Folha de S.Paulo

O retorno ao pior

- Muniz Sodré Professor emérito da UFRJ, autor, entre outros, de “A Sociedade Incivil” e “Pensar Nagô”. Escreve aos domingos

Dias atrás, a verve sempre elegante de um colunista nos fazia lembrar o alienista (machadiano) Simão Bacamarte e o deposto dom Pedro 2°, que partiu reclamando dos doidos: “Ambos sabiam que, de tempos em tempos, os malucos dão as cartas” (Elio Gaspari).

O senso comum identifica as louquices públicas dos mandatário­s por despropósi­tos de linguagem ou por desequilíb­rio de ações. Ilogismo é o termo extensivo para o fenômeno. Reponta aqui e ali na insanidade, senão em distopias literárias, como “1984”, de George Orwell. Para registro, as três divisas do seu Ministério da Verdade: guerra é paz, escravidão é liberdade e ignorância é força. Esta última é oportuna, fala de coisa que atravessa os tempos.

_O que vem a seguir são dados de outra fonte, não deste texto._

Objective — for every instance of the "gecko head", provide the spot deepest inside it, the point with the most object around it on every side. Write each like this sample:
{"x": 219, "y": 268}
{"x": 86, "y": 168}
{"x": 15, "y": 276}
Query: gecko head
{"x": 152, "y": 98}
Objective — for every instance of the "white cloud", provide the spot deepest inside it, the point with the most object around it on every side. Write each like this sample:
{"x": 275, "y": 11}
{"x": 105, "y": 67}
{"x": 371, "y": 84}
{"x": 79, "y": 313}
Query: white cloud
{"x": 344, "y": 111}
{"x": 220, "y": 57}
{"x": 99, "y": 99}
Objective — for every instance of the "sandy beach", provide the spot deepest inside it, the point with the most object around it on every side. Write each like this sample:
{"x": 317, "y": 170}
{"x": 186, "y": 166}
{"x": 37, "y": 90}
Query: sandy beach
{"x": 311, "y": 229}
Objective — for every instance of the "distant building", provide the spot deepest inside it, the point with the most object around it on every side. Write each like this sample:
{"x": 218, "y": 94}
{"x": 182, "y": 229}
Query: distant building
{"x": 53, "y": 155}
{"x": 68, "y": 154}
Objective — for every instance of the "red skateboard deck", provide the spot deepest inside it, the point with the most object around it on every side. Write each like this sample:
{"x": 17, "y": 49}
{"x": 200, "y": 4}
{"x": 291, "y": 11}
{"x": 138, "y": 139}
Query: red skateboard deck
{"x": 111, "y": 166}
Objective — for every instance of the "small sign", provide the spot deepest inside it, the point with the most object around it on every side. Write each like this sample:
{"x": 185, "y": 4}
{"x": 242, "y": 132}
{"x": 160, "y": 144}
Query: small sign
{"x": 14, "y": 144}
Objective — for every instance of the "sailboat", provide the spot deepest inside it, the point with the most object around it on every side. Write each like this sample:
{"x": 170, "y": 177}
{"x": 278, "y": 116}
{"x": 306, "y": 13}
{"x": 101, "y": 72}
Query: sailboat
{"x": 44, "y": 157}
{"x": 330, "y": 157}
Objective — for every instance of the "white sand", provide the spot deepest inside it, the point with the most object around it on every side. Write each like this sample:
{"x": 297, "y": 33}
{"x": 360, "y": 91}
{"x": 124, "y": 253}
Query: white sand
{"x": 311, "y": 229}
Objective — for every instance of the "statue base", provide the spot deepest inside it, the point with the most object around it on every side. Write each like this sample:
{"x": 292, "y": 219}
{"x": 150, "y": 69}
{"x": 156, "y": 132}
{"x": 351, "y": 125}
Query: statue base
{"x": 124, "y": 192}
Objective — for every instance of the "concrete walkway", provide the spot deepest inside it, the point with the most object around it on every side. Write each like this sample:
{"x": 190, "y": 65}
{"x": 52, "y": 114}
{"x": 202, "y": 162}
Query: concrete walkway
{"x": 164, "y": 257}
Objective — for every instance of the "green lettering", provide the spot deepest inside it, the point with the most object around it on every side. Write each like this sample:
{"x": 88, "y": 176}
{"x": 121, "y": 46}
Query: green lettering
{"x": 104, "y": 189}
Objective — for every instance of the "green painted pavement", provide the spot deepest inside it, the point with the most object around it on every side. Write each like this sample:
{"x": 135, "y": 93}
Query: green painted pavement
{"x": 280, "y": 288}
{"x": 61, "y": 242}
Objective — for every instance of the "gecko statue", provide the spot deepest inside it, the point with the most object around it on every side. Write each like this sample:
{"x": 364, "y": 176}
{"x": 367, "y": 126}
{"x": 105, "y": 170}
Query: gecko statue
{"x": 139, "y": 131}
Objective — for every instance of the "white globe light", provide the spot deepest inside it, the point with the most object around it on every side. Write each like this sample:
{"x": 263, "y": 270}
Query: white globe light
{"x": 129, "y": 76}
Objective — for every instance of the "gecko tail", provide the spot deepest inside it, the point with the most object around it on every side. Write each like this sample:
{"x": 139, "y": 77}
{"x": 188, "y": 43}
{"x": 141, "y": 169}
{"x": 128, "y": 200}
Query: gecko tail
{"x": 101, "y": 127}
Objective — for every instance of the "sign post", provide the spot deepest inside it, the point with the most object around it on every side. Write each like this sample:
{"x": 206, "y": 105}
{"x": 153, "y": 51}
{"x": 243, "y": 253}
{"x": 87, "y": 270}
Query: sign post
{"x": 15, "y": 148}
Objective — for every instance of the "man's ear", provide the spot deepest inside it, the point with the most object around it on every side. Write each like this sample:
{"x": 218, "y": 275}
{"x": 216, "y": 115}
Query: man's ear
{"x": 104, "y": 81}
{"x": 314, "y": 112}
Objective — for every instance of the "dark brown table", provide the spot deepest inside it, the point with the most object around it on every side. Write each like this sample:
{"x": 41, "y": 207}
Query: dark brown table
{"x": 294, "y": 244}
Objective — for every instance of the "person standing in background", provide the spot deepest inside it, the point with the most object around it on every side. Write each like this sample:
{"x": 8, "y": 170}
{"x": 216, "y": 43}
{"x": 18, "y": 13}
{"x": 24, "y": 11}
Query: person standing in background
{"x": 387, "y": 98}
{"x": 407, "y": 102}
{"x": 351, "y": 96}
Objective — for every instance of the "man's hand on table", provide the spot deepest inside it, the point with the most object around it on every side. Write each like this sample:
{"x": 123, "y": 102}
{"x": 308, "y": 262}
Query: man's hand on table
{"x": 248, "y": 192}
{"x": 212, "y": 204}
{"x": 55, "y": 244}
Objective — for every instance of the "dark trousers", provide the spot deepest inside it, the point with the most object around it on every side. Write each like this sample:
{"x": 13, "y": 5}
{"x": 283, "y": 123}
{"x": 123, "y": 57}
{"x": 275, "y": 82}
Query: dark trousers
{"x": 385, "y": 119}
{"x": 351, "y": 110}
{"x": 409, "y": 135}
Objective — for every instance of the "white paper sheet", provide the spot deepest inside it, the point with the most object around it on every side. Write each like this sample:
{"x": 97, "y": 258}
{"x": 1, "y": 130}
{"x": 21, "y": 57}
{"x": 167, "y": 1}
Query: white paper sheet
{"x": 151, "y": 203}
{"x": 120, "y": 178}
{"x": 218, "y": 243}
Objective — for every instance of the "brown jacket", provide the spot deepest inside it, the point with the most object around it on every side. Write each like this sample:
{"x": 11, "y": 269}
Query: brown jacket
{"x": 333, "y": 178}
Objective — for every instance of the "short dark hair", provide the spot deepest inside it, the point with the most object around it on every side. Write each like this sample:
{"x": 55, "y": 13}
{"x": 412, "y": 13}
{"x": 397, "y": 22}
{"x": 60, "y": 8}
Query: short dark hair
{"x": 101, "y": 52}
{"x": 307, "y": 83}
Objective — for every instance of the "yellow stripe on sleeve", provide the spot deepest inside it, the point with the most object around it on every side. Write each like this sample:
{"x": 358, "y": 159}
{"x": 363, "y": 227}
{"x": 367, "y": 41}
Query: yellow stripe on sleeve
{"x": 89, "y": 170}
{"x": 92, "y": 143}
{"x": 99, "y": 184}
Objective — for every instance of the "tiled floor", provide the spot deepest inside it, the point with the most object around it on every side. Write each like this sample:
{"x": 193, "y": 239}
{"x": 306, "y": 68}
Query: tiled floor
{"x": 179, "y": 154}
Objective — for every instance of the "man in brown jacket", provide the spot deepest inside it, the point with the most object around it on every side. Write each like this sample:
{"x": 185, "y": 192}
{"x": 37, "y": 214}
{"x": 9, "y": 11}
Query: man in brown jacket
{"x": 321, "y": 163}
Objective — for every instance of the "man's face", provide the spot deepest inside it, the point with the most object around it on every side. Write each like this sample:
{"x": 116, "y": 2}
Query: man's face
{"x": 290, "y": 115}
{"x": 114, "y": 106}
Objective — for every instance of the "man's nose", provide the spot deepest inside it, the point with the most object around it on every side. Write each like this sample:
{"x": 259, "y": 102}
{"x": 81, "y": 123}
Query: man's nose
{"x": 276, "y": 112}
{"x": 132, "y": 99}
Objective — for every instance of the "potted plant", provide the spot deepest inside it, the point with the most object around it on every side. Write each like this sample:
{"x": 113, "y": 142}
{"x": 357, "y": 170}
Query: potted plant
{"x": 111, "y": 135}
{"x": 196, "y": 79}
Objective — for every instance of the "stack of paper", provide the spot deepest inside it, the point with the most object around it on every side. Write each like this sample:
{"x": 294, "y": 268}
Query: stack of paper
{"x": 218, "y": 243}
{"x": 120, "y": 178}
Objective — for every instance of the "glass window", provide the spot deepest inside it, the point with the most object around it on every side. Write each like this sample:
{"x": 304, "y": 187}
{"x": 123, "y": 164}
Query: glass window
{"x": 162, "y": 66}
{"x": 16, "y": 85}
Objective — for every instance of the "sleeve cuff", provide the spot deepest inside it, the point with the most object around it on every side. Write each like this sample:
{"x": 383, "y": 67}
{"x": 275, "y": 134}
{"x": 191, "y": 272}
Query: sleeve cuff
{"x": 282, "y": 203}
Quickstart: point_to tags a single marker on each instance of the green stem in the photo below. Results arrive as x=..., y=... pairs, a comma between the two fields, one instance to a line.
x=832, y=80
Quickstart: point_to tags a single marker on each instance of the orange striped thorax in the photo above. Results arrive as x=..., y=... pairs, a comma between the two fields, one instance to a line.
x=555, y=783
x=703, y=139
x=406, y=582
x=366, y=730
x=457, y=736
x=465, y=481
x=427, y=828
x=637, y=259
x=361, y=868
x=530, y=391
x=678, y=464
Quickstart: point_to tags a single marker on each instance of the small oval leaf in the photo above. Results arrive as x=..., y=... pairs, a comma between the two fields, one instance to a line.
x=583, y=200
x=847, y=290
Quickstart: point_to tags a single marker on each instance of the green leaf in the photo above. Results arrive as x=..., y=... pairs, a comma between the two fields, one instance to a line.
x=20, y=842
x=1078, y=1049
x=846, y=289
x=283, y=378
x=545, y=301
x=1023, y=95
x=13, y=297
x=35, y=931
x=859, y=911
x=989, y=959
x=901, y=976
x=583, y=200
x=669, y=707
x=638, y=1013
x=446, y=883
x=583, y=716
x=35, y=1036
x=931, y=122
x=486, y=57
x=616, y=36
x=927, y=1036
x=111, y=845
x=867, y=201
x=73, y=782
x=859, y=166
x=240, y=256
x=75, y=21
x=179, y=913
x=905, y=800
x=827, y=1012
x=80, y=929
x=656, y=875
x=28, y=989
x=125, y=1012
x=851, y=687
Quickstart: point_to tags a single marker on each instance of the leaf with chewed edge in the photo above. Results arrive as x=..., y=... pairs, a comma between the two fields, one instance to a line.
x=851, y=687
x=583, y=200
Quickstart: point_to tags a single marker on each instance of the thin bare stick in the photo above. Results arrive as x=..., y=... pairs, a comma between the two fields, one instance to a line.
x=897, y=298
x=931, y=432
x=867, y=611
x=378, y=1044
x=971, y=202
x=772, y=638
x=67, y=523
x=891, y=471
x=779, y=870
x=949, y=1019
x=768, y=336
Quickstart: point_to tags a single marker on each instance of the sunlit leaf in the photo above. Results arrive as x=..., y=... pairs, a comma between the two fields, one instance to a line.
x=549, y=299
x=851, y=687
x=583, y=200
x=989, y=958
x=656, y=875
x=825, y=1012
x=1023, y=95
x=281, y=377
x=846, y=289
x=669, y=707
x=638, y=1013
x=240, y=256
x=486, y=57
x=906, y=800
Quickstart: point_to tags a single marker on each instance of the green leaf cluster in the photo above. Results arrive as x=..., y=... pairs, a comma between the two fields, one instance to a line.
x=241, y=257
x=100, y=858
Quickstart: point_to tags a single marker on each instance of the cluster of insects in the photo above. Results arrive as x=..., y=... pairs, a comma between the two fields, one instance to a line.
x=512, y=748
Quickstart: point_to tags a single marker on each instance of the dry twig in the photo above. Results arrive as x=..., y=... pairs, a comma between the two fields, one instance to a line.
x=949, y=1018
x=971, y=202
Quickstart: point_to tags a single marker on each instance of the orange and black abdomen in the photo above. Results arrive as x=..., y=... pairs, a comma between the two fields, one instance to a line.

Na Antiguidad­e, temia-se tanto a ignorância (agnoia) a ponto de representá-la como uma das Fúrias, um ser infernal. A falta de conhecimen­to de si mesmo, dos objetos imediatos ou dos modos de fazer sempre foi causa de perdição do homem aos olhos dos deuses e dos comuns. Ignorar é não ver o real. Na Bíblia, o ignaro é um cão que retorna ao próprio vômito (Provérbios, 26.11).

Mas como pode ser força? São Tomás de Aquino deu uma pista ao falar de “ignorantia affectata”, quer dizer, ignorância intenciona­l, respaldada por motivações sombrias. Faz fronteira com o extremismo e a loucura, daí o potencial destrutivo da servidão que desconhece a própria cegueira.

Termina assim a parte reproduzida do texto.